By W. Eric C. Ferguson



  1. Disclaimer
  2. Special Thanks
  3. Introduction
  4. How to submit additions or suggestions to the author
  5. How to use this Net.Book
  6. Practical Jokes and Pranks



This Net.Book is (c) 1997 W. Eric C. Ferguson except where copyright is already owned by someone else. All rights are reserved. Permission is granted to distribute this guide in any way or form provided the following conditions are met:

1. No profit is made from the distribution of this guide. A minimal charge to cover the cost of materials is permitted.

2. The guide is distributed in its full entirety. This notice and the list of contributors must remain intact. Editing is permitted for presentation purposes.

This Net.Book may be distributed freely provided the above conditions are met. It may be altered for personal use, but these personal, altered copies may not be distributed except within one's own gaming group without the written permission of its creator, W. Eric C. Ferguson.

This Net.Book has been inspired while playing game systems such as "Dungeons & Dragons", "Advanced Dungeons & Dragons", and "Rolemaster". "Dungeons & Dragons" and "Advanced Dungeons & Dragons" are owned and products of TSR Inc. "Rolemaster" is owned and a product of ICE. W. Eric C. Ferguson acknowledges this and does not believe that this Net.Book does not infringe upon their work or copyright. NO challenge is made to the copyright status or ownership of any work.

The author of this guide affirms his support of copyright laws, and the efforts of game companies to protect their rights. This is the opinion of the creator (W. Eric C. Ferguson) and may not reflect the opinions of the contributors to this Net.Book or the people upon the internet who host the document in electronic form.

The author asserts his moral right to be known as the creator and compiler or this Net.Book, and the moral rights of all contributors to this guide to have their contributions recognized.

Use of trademarks of other companies (specifically TSR Inc. and ICE) is in no way a challenge to their trademarks. The lack of symbols denoting their trademark status is in no way intended as a challenge to their trademark status.

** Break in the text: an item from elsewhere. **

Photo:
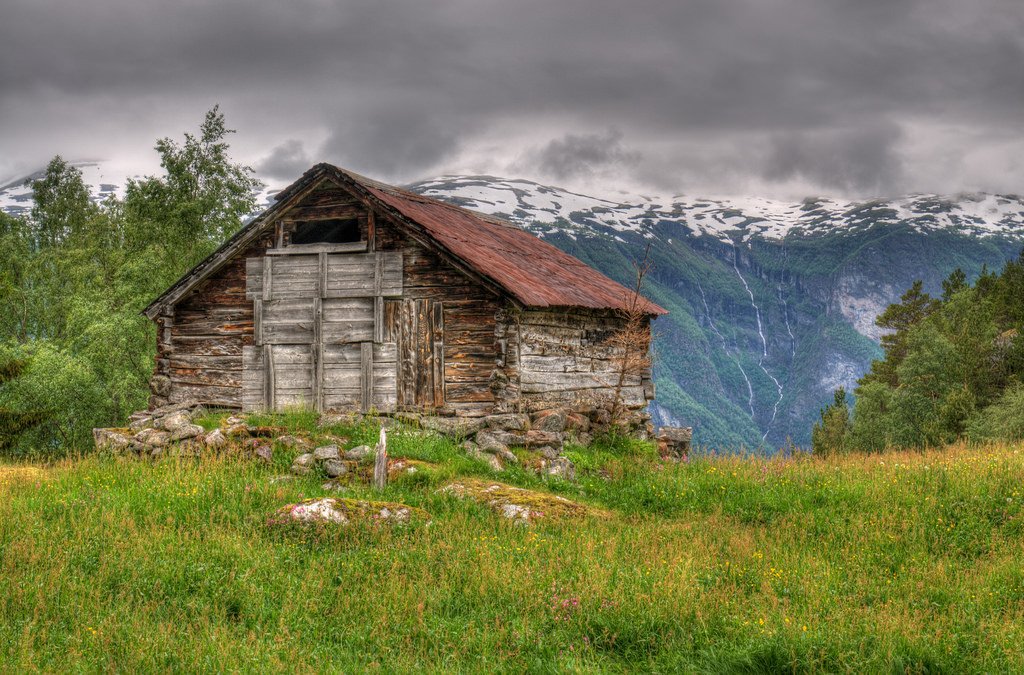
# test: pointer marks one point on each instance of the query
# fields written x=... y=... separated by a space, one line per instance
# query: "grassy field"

The author, contributors, editors, and hosts of this Net.Book are in no way responsible for the misuse of any information contained within this Net.Book.

Portions of this guide may contain material of a mildly adult nature and is not suitable for young children. Parental discretion is advised (so the government doesn't have to.)


Special Thanks

There are several people whom I would like to thank personally for their contributions (direct or indirect) to the Net.Book or Practical Jokes and Pranks.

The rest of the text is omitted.